And the "Wolfram Language" is fairly common in the circles that use Mathematica.
Nim pops up every now and then, mostly in indie gamedev. That said, it's probably more obscure than Julia or Mathematica.
-
@Mason_Wheeler said in (are (arguments for (using lisp)) (still valid?)):
@Bulb said in (are (arguments for (using lisp)) (still valid?)):
Where high level languages have many different constructs they make absolutely no connection between, in Lisp almost everything boils down to a bunch of lambdas, and that shows you how all those things
are actuallycan be implemented as just variations of the same theme if you have no better alternatives.No. The point is learning concepts, not actually implementing anything. Because most likely you won't be implementing them. It's about learning how they are related, because when you know things are related, you can apply things you know about one to the other.
There are no alternatives. You either pull an abstraction out of a hat, or you build it from the previous abstraction.
Take for example methods methods. Object oriented languages like Java pulled methods out of a hat and said they are totally not functions. So whatever you know about functions may not apply. But Common Lisp added them as functions that switch on the types of arguments. Making them totally functions, so now you know what you know of functions does apply, and what the difference is. And you can apply that knowledge even in Java even though it pulled them out of a hat.

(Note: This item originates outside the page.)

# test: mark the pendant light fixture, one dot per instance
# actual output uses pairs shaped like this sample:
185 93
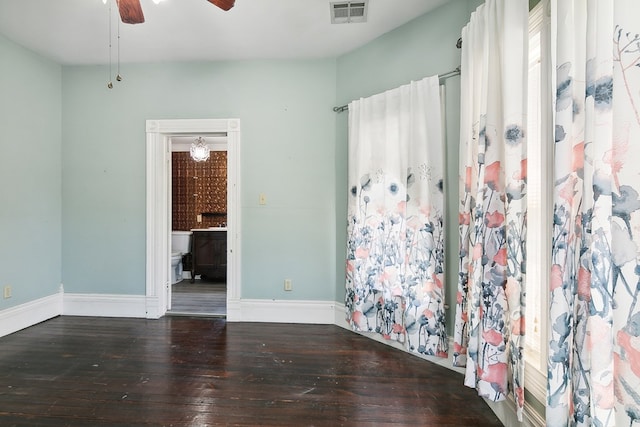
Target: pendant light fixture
199 150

That's the value of learning a simple language like lisp. The fact that for this particular example, Perl is probably a better one, notwithstanding. But Perl is also a simple language, despite being buried under some complex syntactic sugar.
-
@Bulb said in (are (arguments for (using lisp)) (still valid?)):
Object oriented languages like Java pulled methods out of a hat and said they are totally not functions. So whatever you know about functions may not apply.
Virtually everything I knew about functions from C and Pascal applies perfectly well in C# and Delphi. The major difference, the implicit
this
/self
parameter, is only ever even relevant at all when you start getting into really low-level stuff. I don't think I ever heard anyone say anything along the lines of "methods are totally not functions." Where did you hear this
-
@Mason_Wheeler Well, yes, it does. Because you know C and you've probably seen how object oriented programming is done in it. But the early proponents of object-oriented languages pretended that it's something completely new and different.

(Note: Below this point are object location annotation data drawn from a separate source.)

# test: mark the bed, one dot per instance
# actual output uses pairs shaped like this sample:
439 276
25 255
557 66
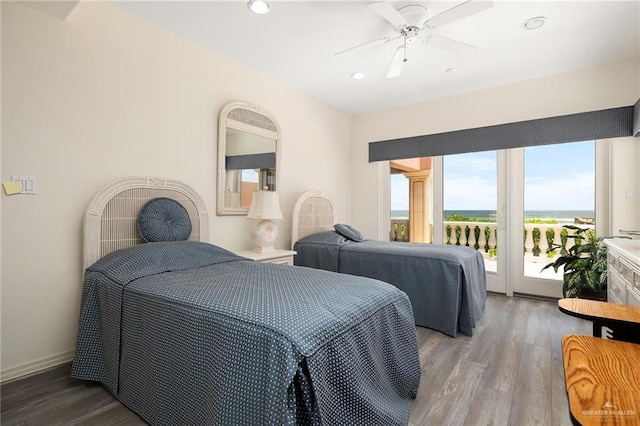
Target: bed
446 284
185 332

It's not like Lisp is the only language from which you can learn how things fit together. It's rather that knowing more languages, and more of the simple ones in particular, gives you the concepts that you can then apply everywhere.
-
@Bulb said in (are (arguments for (using lisp)) (still valid?)):
@Mason_Wheeler Well, yes, it does. Because you know C and you've probably seen how object oriented programming is done in it. But the early proponents of object-oriented languages pretended that it's something completely new and different.

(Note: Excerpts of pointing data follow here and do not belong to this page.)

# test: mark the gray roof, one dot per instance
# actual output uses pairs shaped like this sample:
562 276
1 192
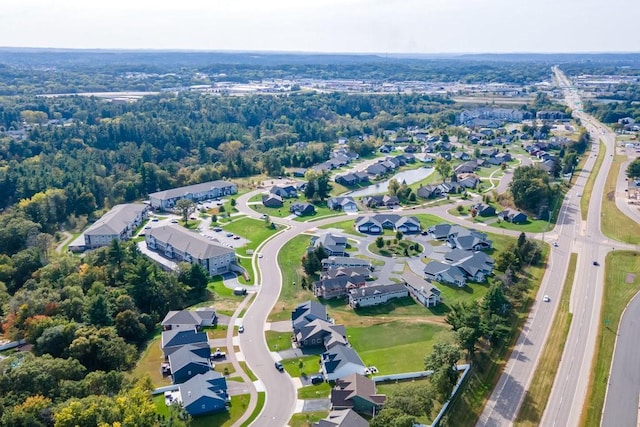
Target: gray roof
189 242
191 189
116 220
342 418
211 385
186 317
338 356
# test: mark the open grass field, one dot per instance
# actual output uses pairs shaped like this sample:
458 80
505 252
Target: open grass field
306 419
289 259
617 294
254 230
615 224
537 396
588 187
278 341
398 346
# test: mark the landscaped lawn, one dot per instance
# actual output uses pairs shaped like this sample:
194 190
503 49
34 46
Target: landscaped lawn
149 364
306 419
254 230
399 346
278 341
622 282
299 366
289 259
393 250
319 391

Dude. "Object-oriented languages" != "Java." Many of "the early proponents of object-oriented languages" were venerable graybeards by the time Sun's contribution to the genre arrived on the scene. The first proto-OO language, Simula, was an ALGOL variant developed in 1962. The follow-up five years later, Simula 67, introduced classes, inheritance, and virtual methods, among other common features we are familiar with today. Encapsulation in the form of
public/protected/private
was added in a branched version during the 70s, and integrated into the main Simula standard in 1986. C++ and Delphi both took these ideas and implemented them (in very different ways!) on top of C and Pascal, respectively, and were enjoying a great deal of mainstream success at the time Java burst on the scene.OO was nothing new when Java came around, and no one thought it was. I was there, OK? The big selling point that Sun was trying to get everyone all excited about wasn't its object-oriented nature at all; it was WORA, which was also a decades-old concept, albeit one that was a bit more obscure.
It's not like Lisp is the only language from which you can learn how things fit together. It's rather than knowing more languages, and more of the simple ones in particular, gives you the concepts that you can then apply everywhere.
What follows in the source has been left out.